By Pablo Jaime Sáinz
Ana and Marisela Flores are a pair of 46-year-old twins that have a lot in common: Both are widows, both share many of the same tastes ranging from music to food, and both live together in San Diego.
And as identical twins, they both share the same genes.
That’s why Ana said they were interested in participating in a clinical trial where doctors at the University of California, San Diego, Department of Medicine are studying twin pairs to understand common maladies such as hypertension, obesity, diabetes, and kidney disease.
“My sister and I have so much in common, that we wanted to find out how similar we are genetically,” Ana said. “We saw this as an opportunity to learn more about ourselves as twins at the same time that we contributed to medical research.”
The doctors are especially interested in attracting Mexican-American twins such as the Floreses, since historically, Mexican-American participants have been underrepresented in clinical trials, said Doctor Maple Fung, one of the researchers supervising the clinical trial.
Over the past six years, the twin clinical trial it has enrolled 540 twins, but only about 5 percent of them are Latinos or Mexican-Americans, she said.
”I think you know that obesity, diabetes, kidney disease, and diabetes are over-represented in the Mexican-American population.

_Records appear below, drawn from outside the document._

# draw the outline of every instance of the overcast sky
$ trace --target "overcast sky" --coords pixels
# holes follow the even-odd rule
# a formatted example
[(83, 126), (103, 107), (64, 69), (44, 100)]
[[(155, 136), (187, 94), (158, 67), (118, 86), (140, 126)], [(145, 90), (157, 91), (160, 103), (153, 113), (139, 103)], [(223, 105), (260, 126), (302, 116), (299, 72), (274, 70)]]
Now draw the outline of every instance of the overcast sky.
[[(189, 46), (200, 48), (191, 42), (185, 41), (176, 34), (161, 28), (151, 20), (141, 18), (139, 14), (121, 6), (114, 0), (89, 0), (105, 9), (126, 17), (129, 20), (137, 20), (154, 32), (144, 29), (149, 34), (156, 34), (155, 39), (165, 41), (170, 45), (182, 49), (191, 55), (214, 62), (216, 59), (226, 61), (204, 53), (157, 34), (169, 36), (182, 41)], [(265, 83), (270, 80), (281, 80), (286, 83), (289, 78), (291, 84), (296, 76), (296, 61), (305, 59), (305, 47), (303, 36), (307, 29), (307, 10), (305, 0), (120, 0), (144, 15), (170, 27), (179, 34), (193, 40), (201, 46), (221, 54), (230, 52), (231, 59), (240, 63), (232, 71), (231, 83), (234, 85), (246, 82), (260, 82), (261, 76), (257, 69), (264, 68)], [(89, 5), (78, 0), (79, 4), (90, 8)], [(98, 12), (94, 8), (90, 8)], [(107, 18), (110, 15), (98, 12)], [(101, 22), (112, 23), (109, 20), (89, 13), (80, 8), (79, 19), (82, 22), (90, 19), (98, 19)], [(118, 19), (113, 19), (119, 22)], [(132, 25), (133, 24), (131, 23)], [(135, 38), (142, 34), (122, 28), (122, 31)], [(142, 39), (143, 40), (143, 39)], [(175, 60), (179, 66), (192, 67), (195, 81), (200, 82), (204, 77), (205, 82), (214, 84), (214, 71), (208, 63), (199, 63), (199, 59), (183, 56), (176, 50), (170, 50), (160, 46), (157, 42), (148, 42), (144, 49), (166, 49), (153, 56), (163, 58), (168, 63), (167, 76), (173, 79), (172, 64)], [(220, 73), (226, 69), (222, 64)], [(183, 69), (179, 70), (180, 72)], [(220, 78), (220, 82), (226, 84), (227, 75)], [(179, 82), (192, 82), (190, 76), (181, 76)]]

In this way, we can extend our conclusions about heredity and disease to the Mexican-American population,” said Doctor Daniel O’Connor, the physician in charge of the twin study.
The doctors focus on the heredity of hypertension, and thus studying twins is very important because of their shared genetics.
“We have learned much about heredity and illness,” Fung said.
The test takes about 90 minutes.
They recruit any twins- men, women, both, fraternal, or identical and perform some blood pressure measurements, including under stress with “cold pressor” (hand in ice) and while blowing air to maintain certain pressure.
Some of the measurements help determine the pressures in their heart and the amount of body water they have. Then they obtain blood and urine samples to extract DNA and other data from the subjects.
“We learn so much about ourselves as twins in this clinical trial,” Ana said.
Fung said the researchers are highly interested in studying the Mexican population for a number of reasons.
1. Minorities are underrep-resented in all medical studies.
2. Minorities- including Mexican and black populations- have high rates of hypertension which makes it more imperative to study them.
“We are evaluating what genetic differences may account for these high rates of hypertension,” Fung said. “We definitely would like to keep this study going and need more twins, especially Mexican American ones- all ages and sexes and sizes and shapes.”
White males have the highest participation rates in clinical trials, while African-Americans and Latinos are less likely to participate.
The truth is that clinical trials results most of the time give out information pertaining only to White males, because they are generally the ones who have the most participation in clinical trials.
These studies need more diversity, more minority participation in order to turn out more inclusive results.
If Latinos never participate in clinical trials such as this one, researchers will never know how to treat conditions affecting our Mexican-American community.
The twins need to come in together for about 1.5-2 hours. Unfortunately at this time must be Monday through Friday between 9 a.m. and 3 p.m. on the UCSD campus. It will require a blood draw and urine sample.
All ethnic groups are welcomed, and twins have to be 18 years of age or older.
Twins will be compensated for their time and travel (right now $75 for each twin).
“This project has aided with the advancement of science and medicine by helping us understand the contribution of genes and inheritance in hypertension and its related diseases,” Fung said.